Altered bone marrow (BM) plasma amino acid (AA) composition reflects microenvironmental remodeling in patients with multiple myeloma (MM) compared to monoclonal gammopathy of unknown significance (MGUS) Free

Altered Bone Marrow (BM) Plasma Amino Acid (AA) Composition Reflects Microenvironmental Remodeling in Patients with Multiple Myeloma (MM) compared to Monoclonal Gammopathy of Unknown Significance (MGUS) Michael Egan, Yogesh Chawla, Puja Dey, Dragan Jevremovic, Taro Hitosugi, Shaji Kumar and Wilson Gonsalves

BACKGROUND: MYC overexpression, a hallmark of progression from MGUS to MM, drives metabolic reprogramming, including enhanced AA uptake and utilization. However, the contribution of AAs to disease progression from MGUS to MM remains poorly defined. In this study, we comprehensively profiled AA levels in the BM plasma of MGUS and MM patients to determine whether shifts in the availability of specific AAs reflect microenvironmental remodeling and evolving metabolic demands of malignant plasma cells (PCs).

METHODS: AA profiles of BM plasma samples—reflective of the BM microenvironment—from two different cohorts of patients with either MGUS or MM (Cohort #1: 49 MGUS and 50 newly diagnosed MM (NDMM) and Cohort #2: 50 MGUS and 64 NDMM) were acquired using liquid chromatography (LC) coupled with tandem mass spectrometry (MS). Individual AA were quantified by MS using single-point quantification with isotopically labeled internal standards of AAs. Individual relative and quantitative AA data were analyzed for differences between the groups using the parametric t-test, and significance was defined as p < 0.05. We utilized a Pearson correlation coefficient method to determine the association of the percentage of clonal PCs in the BM to the levels of the AAs. The areas under the curve (AUC) of receiver operating characteristic (ROC) analyses were created on the web-based tool MetaboAnalyst 6.0 to determine the ability of quantitative AA levels to be utilized as a model to distinguish MGUS vs. MM.

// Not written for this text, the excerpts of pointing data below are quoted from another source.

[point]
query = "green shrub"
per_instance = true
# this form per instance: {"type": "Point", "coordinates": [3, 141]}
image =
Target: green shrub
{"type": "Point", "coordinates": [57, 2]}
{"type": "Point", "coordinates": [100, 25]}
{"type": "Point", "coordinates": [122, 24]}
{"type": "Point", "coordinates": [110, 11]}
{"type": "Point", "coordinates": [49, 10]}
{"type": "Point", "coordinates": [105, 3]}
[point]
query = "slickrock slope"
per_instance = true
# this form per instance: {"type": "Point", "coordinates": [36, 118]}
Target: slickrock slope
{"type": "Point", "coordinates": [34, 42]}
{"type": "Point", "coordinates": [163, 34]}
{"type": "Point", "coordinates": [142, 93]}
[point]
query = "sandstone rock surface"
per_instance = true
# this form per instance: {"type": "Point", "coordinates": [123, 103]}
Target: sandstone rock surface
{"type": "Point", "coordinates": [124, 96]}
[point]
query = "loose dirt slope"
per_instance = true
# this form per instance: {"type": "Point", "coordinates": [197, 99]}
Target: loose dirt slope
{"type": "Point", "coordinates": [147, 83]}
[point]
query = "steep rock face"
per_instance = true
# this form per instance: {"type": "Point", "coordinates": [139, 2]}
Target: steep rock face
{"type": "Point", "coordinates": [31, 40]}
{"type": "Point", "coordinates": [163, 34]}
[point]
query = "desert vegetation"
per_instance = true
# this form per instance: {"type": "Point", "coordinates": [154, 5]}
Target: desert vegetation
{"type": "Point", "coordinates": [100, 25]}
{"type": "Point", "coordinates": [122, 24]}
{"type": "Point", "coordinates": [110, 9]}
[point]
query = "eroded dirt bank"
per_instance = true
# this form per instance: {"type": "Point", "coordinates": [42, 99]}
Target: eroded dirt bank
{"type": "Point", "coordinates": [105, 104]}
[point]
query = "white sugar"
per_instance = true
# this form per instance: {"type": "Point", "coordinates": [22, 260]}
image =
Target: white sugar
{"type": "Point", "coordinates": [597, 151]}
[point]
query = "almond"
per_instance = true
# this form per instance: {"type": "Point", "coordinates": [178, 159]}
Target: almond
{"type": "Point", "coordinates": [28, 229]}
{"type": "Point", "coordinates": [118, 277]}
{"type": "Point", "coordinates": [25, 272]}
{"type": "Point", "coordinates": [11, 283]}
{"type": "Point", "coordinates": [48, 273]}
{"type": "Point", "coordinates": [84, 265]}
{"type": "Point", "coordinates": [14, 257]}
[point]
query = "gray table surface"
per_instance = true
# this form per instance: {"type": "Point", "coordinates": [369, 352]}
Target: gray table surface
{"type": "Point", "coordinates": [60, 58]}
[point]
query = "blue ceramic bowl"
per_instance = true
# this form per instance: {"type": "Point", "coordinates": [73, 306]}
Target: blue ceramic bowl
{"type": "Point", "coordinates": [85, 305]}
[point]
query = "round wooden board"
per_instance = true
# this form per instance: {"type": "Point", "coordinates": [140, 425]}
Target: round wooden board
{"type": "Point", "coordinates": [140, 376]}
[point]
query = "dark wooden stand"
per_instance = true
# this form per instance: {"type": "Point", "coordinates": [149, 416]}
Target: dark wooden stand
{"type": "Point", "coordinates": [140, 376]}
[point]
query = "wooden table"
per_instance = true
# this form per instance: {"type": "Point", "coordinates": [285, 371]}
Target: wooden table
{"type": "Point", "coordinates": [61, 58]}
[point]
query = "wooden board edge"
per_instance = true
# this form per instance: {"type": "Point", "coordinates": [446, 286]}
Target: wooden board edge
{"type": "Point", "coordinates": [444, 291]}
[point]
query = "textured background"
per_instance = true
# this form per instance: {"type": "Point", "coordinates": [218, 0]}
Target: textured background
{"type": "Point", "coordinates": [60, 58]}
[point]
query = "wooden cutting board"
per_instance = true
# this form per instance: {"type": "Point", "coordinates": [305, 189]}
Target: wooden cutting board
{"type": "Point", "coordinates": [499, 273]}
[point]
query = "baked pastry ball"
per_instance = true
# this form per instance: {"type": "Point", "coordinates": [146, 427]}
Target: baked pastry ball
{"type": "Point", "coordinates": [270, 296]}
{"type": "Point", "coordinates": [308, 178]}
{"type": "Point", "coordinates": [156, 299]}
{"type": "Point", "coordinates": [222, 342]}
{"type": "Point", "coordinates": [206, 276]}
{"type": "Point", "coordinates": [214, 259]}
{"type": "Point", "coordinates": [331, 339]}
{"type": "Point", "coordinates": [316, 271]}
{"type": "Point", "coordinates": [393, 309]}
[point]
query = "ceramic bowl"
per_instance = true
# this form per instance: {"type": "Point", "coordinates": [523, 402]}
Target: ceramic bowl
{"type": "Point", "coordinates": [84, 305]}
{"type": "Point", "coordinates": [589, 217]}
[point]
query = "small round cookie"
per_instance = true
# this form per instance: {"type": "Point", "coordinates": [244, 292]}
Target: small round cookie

RESULTS: In BM plasma samples from cohort #1, using a global untargeted metabolite profiling, we identified 28 AAs and their metabolites out of the 1,089 known metabolites detected. A targeted quantification of these AAs was performed in the same samples to validate any observed differences between the groups. Both aspartate and glycine were found to be more abundant in NDMM compared to MGUS in both untargeted and targeted assays. In contrast,12 AAs (branched chain AAs: valine, leucine and isoleucine, aromatic AAs: tryptophan, kynurenine, tyrosine and phenylalanine; essential AAs: threonine and lysine; non-essential AAs: ornithine, citrulline and asparagine) were found to be less abundant in NDMM compared to MGUS. We then validated the presence of these differences using targeted quantification of AAs in the BM plasma samples from cohort #2. Aspartate was the only AA consistently found to be present at higher levels in NDMM vs. MGUS. Whereas, 8 AAs—threonine, valine, citrulline, tyrosine, tryptophan, isoleucine, phenylalanine, and kynurenine—were consistently lower in NDMM vs. MGUS. We observed a statistically significant positive correlation between the concentration of aspartate and the percentage of clonal PCs present in the BM (r = 0.56). In contrast, there were statistically significant negative correlations between the concentrations of all 8 AAs consistently lower in NDMM vs. MGUS and the percentage of clonal PCs in the BM: threonine (r = -0.41), valine (r = -0.35), citrulline (r = -0.37), tyrosine (r = -0.28), tryptophan (r = -0.31), isoleucine (r = -0.21), phenylalanine (r = -0.19), and kynurenine (r = -0.19). Using only the quantitative concentrations of the 9 AAs that were significantly different between NDMM and MGUS across both patient cohorts, we performed ROC analyses to develop predictive models distinguishing NDMM from MGUS. In cohort #1, the models yielded AUC values ranging from 0.738 to 0.785, while in cohort #2, AUC values ranged from 0.798 to 0.835, depending on the number of AAs included in the model.

CONCLUSIONS: Several AAs are present at significantly different levels in the BM plasma of patients with NDMM compared to MGUS. These findings support the emerging role of AA availability, across a diverse set of AAs, in the pathogenesis and progression of MGUS to MM. Future studies are warranted to validate these observations and to determine whether alterations in the BM AA landscape can be leveraged for diagnostic or therapeutic strategies.